Ramón Mercader met Trotsky for the first time four days after the assault. He ingratiated himself with Alfred and Marguerite Rosmer, and even drove Natalia back from Veracruz when she went to see off the Rosmers. On 17 August he visited Trotsky with an article he had written against Burnham and Shachtman. Trotsky told Natalia he didn’t like the man, while other guards had suspicions about his accent, the spelling of his name (Jacson) and his callous comments about Sylvia Ageloff. He came again about the article three days later, using the opportunity to bludgeon Trotsky with an ice-pick. Although Trotsky survived for a further day in hospital, he died on 21 August 1940, cut down by the Stalinists.

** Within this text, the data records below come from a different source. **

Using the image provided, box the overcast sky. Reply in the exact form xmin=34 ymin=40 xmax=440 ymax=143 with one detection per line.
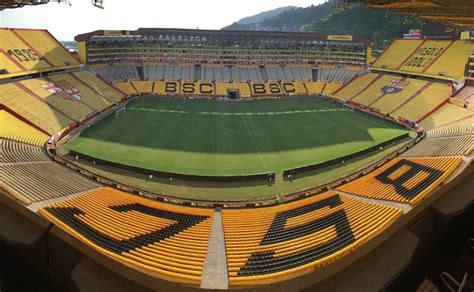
xmin=0 ymin=0 xmax=325 ymax=41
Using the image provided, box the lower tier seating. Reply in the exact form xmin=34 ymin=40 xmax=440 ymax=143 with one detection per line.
xmin=0 ymin=110 xmax=49 ymax=146
xmin=426 ymin=115 xmax=474 ymax=138
xmin=335 ymin=73 xmax=452 ymax=122
xmin=114 ymin=81 xmax=336 ymax=98
xmin=0 ymin=83 xmax=74 ymax=135
xmin=39 ymin=188 xmax=213 ymax=284
xmin=0 ymin=162 xmax=97 ymax=204
xmin=0 ymin=139 xmax=49 ymax=163
xmin=222 ymin=192 xmax=402 ymax=286
xmin=338 ymin=157 xmax=462 ymax=205
xmin=402 ymin=134 xmax=474 ymax=157
xmin=72 ymin=71 xmax=125 ymax=102
xmin=420 ymin=103 xmax=474 ymax=130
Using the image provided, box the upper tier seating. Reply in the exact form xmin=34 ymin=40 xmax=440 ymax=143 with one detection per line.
xmin=318 ymin=65 xmax=363 ymax=84
xmin=335 ymin=73 xmax=452 ymax=122
xmin=338 ymin=157 xmax=461 ymax=205
xmin=0 ymin=72 xmax=125 ymax=135
xmin=0 ymin=110 xmax=49 ymax=146
xmin=40 ymin=188 xmax=213 ymax=284
xmin=0 ymin=28 xmax=79 ymax=73
xmin=0 ymin=139 xmax=49 ymax=163
xmin=222 ymin=192 xmax=402 ymax=286
xmin=373 ymin=40 xmax=474 ymax=80
xmin=91 ymin=64 xmax=314 ymax=83
xmin=0 ymin=162 xmax=97 ymax=205
xmin=0 ymin=83 xmax=74 ymax=135
xmin=19 ymin=75 xmax=94 ymax=121
xmin=455 ymin=85 xmax=474 ymax=103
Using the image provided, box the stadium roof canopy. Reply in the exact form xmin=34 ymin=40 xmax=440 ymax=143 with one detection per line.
xmin=339 ymin=0 xmax=474 ymax=28
xmin=0 ymin=0 xmax=104 ymax=11
xmin=74 ymin=28 xmax=371 ymax=46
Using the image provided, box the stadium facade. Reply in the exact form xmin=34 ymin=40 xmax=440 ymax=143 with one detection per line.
xmin=0 ymin=23 xmax=474 ymax=291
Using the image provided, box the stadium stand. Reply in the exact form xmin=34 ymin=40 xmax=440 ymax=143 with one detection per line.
xmin=222 ymin=192 xmax=402 ymax=286
xmin=318 ymin=65 xmax=363 ymax=84
xmin=49 ymin=74 xmax=112 ymax=112
xmin=40 ymin=188 xmax=212 ymax=284
xmin=131 ymin=81 xmax=153 ymax=93
xmin=216 ymin=82 xmax=250 ymax=97
xmin=0 ymin=162 xmax=97 ymax=205
xmin=0 ymin=110 xmax=49 ymax=146
xmin=113 ymin=82 xmax=138 ymax=96
xmin=0 ymin=83 xmax=74 ymax=135
xmin=420 ymin=103 xmax=474 ymax=130
xmin=72 ymin=71 xmax=125 ymax=102
xmin=338 ymin=157 xmax=461 ymax=205
xmin=19 ymin=77 xmax=93 ymax=121
xmin=455 ymin=85 xmax=474 ymax=102
xmin=335 ymin=73 xmax=452 ymax=122
xmin=401 ymin=134 xmax=474 ymax=157
xmin=14 ymin=29 xmax=79 ymax=67
xmin=0 ymin=28 xmax=79 ymax=73
xmin=393 ymin=83 xmax=452 ymax=123
xmin=372 ymin=39 xmax=423 ymax=70
xmin=426 ymin=115 xmax=474 ymax=138
xmin=0 ymin=139 xmax=49 ymax=163
xmin=373 ymin=39 xmax=474 ymax=80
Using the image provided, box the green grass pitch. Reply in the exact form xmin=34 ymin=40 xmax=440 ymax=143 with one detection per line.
xmin=66 ymin=97 xmax=408 ymax=176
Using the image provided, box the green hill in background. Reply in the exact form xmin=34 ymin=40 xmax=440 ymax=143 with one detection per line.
xmin=223 ymin=3 xmax=421 ymax=48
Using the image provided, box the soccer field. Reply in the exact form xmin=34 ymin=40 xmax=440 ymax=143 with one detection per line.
xmin=65 ymin=97 xmax=408 ymax=176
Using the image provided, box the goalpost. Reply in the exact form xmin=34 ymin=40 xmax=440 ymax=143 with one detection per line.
xmin=342 ymin=100 xmax=354 ymax=112
xmin=115 ymin=106 xmax=126 ymax=118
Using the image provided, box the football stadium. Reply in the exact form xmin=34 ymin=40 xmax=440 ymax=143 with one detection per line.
xmin=0 ymin=0 xmax=474 ymax=291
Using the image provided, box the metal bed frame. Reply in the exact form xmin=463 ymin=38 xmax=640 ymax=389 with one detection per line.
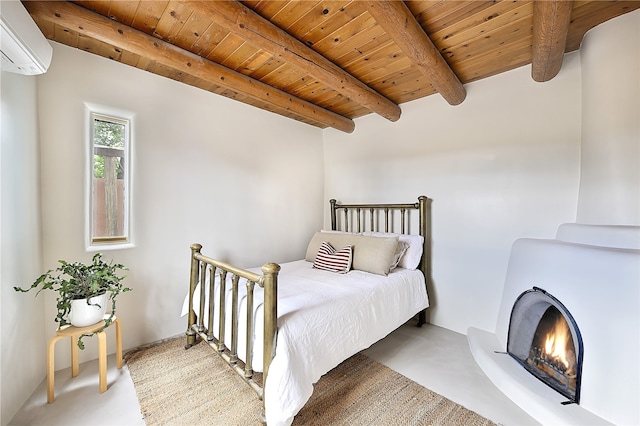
xmin=185 ymin=196 xmax=430 ymax=419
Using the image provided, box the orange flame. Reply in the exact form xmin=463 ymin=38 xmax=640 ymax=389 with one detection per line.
xmin=544 ymin=318 xmax=571 ymax=368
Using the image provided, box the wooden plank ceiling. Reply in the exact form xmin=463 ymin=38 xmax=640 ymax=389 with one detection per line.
xmin=23 ymin=0 xmax=640 ymax=132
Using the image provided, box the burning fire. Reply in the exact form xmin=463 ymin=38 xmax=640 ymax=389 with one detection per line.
xmin=544 ymin=317 xmax=573 ymax=370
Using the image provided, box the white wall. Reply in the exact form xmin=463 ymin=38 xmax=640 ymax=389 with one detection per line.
xmin=578 ymin=11 xmax=640 ymax=225
xmin=34 ymin=43 xmax=324 ymax=368
xmin=324 ymin=53 xmax=580 ymax=333
xmin=0 ymin=71 xmax=46 ymax=425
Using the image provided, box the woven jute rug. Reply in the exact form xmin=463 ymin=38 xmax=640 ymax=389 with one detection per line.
xmin=125 ymin=337 xmax=493 ymax=426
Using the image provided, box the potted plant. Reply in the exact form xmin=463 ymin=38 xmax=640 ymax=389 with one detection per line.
xmin=14 ymin=253 xmax=131 ymax=349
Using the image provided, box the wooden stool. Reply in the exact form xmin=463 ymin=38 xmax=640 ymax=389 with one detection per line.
xmin=47 ymin=314 xmax=122 ymax=404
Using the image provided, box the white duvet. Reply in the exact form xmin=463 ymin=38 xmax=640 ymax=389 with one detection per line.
xmin=182 ymin=260 xmax=429 ymax=426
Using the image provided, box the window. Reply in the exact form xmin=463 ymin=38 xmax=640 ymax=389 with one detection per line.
xmin=88 ymin=107 xmax=131 ymax=249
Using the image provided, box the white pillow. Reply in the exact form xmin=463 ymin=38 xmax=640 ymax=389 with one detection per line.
xmin=389 ymin=241 xmax=409 ymax=272
xmin=362 ymin=231 xmax=424 ymax=269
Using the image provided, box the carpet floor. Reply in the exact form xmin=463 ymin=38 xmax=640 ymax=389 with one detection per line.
xmin=125 ymin=337 xmax=494 ymax=426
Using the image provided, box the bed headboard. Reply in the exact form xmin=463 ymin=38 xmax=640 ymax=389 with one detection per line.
xmin=329 ymin=195 xmax=431 ymax=321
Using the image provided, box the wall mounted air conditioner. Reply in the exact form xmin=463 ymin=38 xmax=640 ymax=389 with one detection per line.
xmin=0 ymin=0 xmax=53 ymax=75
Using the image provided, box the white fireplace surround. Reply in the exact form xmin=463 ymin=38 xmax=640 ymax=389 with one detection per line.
xmin=467 ymin=224 xmax=640 ymax=425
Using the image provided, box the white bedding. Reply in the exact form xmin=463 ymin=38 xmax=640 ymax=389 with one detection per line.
xmin=182 ymin=260 xmax=429 ymax=426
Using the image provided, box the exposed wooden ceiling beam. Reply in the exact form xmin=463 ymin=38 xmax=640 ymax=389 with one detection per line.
xmin=24 ymin=2 xmax=355 ymax=133
xmin=531 ymin=0 xmax=573 ymax=82
xmin=368 ymin=1 xmax=467 ymax=105
xmin=182 ymin=0 xmax=401 ymax=121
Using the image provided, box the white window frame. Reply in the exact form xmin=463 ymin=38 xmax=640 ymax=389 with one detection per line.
xmin=85 ymin=103 xmax=135 ymax=252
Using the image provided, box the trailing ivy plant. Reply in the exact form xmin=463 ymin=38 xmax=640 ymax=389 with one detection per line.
xmin=13 ymin=253 xmax=131 ymax=349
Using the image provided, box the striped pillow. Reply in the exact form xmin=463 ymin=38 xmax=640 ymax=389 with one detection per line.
xmin=313 ymin=241 xmax=352 ymax=274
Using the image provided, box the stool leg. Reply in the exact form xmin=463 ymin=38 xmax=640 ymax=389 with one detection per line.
xmin=71 ymin=334 xmax=80 ymax=377
xmin=96 ymin=331 xmax=107 ymax=393
xmin=115 ymin=318 xmax=122 ymax=368
xmin=47 ymin=336 xmax=62 ymax=404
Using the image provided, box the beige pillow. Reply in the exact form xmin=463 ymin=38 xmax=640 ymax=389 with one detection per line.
xmin=305 ymin=232 xmax=398 ymax=275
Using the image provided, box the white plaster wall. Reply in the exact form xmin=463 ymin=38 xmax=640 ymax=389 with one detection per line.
xmin=30 ymin=43 xmax=324 ymax=368
xmin=0 ymin=71 xmax=46 ymax=425
xmin=324 ymin=53 xmax=581 ymax=333
xmin=577 ymin=11 xmax=640 ymax=225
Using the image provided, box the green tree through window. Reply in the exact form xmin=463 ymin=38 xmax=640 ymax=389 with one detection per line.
xmin=91 ymin=113 xmax=129 ymax=244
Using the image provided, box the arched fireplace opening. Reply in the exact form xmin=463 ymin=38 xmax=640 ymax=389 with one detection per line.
xmin=507 ymin=287 xmax=583 ymax=403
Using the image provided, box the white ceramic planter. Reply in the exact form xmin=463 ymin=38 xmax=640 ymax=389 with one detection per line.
xmin=69 ymin=293 xmax=108 ymax=327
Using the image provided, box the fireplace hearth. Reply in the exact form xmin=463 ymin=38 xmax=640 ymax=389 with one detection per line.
xmin=467 ymin=224 xmax=640 ymax=425
xmin=507 ymin=287 xmax=583 ymax=404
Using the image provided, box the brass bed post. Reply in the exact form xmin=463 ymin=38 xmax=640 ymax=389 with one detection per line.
xmin=329 ymin=198 xmax=337 ymax=231
xmin=262 ymin=263 xmax=280 ymax=405
xmin=418 ymin=195 xmax=431 ymax=327
xmin=185 ymin=243 xmax=202 ymax=348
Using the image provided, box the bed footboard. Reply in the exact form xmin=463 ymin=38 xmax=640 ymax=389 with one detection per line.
xmin=185 ymin=244 xmax=280 ymax=401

On 17 June 1941 Caridad Mercader and Leonid Eitingon were awarded the Order of Lenin at a ceremony in the Kremlin. After the war Iosif Grigulevich received the Order of the Red Star for his role. Ramón Mercader was imprisoned for 20 years. His real identity was revealed in 1950. Upon his release, he went to Cuba, Czechoslovakia and then the USSR. On 8 June 1961, Brezhnev awarded him the title Hero of the Soviet Union, and gave him the Order of Lenin and the Gold Star medal in a secret ceremony in the Kremlin. The award citation praised him for displaying ‘heroism and bravery’ in carrying out a ‘special task’. Mercader lived in the USSR and Cuba for the rest his days, dying in Havana in 1978. It was only in January 1989 that a Russian publication told its readers that the Kremlin had ordered Trotsky’s murder.

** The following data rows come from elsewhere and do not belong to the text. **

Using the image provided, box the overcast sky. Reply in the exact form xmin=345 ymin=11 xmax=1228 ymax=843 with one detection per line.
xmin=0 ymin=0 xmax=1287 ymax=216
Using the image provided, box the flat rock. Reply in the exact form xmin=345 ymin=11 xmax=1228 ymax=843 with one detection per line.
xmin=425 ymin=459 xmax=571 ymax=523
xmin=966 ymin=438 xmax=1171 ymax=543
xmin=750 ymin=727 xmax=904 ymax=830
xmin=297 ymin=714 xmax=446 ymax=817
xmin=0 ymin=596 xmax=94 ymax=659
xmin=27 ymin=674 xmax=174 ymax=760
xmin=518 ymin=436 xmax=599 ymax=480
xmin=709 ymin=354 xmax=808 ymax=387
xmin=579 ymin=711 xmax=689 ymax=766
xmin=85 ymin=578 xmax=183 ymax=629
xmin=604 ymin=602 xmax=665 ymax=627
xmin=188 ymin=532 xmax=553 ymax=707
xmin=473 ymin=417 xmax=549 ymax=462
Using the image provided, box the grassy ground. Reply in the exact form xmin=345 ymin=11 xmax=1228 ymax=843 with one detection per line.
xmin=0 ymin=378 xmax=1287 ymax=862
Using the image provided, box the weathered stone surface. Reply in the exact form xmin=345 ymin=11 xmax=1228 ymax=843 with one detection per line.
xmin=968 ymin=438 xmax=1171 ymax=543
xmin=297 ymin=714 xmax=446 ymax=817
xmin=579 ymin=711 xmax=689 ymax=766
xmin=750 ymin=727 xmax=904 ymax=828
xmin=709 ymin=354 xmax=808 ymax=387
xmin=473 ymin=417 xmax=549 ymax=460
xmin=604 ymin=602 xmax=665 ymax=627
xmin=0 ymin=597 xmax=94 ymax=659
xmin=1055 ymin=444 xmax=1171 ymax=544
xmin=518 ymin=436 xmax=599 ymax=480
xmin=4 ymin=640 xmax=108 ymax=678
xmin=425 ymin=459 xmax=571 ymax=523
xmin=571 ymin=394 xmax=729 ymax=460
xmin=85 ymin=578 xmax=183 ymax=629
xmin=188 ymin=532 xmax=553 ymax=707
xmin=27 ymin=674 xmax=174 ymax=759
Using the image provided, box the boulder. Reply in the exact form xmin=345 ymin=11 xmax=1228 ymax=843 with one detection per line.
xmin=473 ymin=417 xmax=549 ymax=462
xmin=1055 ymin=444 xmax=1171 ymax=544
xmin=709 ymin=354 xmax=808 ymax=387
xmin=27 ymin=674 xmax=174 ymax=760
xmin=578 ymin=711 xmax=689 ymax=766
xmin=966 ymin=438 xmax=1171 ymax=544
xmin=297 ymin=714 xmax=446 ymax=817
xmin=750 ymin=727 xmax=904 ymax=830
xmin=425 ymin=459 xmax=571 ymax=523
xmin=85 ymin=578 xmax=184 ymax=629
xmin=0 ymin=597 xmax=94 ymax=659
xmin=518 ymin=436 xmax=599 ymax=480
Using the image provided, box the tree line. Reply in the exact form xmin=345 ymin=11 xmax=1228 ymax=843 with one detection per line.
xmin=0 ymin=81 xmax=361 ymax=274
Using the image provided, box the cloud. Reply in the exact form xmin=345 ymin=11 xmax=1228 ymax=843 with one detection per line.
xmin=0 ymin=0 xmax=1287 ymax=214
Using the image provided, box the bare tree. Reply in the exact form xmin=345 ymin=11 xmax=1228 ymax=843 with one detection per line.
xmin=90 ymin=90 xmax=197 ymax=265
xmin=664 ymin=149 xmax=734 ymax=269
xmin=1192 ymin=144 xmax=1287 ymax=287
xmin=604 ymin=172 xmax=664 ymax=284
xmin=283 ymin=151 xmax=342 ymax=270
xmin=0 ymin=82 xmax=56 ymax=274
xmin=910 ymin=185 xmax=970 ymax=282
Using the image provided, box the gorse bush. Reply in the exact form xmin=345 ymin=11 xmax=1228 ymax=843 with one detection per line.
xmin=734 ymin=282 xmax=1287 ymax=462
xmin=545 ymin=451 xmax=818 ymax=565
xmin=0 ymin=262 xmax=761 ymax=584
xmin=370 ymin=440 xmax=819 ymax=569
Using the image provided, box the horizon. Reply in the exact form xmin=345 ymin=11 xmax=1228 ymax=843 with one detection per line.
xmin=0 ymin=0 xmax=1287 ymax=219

Patenaude’s book is an evocative description of Trotsky’s murder. But it is less good on why he was killed or its significance. At times his account appears to reduce the murder to a personal vendetta. He recounts the stormy scene in the Politburo on 25 October 1926, at which the opposition finally endorsed Lenin’s Testament, published in the US. After Stalin had railed against them, Trotsky declared: “The First Secretary poses his candidature to the post of gravedigger of the revolution”. Stalin turned pale and became flustered, then rushed out of the hall, slamming the door behind him.

But for all the undoubted desire of Stalin to “mark” his opponents (and even his allies), this explanation is insufficient. Stalin’s purge was the work of an ascendant bureaucratic ruling class sloughing off the last remnants of its distant origins. Stalin wanted to break all the living links with the great revolution of 1917 save his own, obliterate its actual leaders and annihilate its real tradition. Trotsky was the last and most powerful bond with that past.

The killing of Trotsky effectively meant the destruction of the classical Marxist tradition. What Trotsky embodied was the culture of Marxism, the accumulated wisdom of a century of working class self-emancipation, the congealed insights of countless battles on the economic, political and ideological fronts of the class struggle. With Trotsky’s death, the main living trunk that ran from Marx and Engels through the best of the second and third internationals was terminated, able to live on only in reified form spread among the branches of squabbling epigones.

Trotsky was killed, but Stalin did not succeed. It is Trotsky’s tradition, not Stalin’s that lives on. It is Trotsky’s line that represents the hope of the present and the harbinger of the socialist future. And it is Trotsky’s legacy that still provides vital signposts for our own struggles.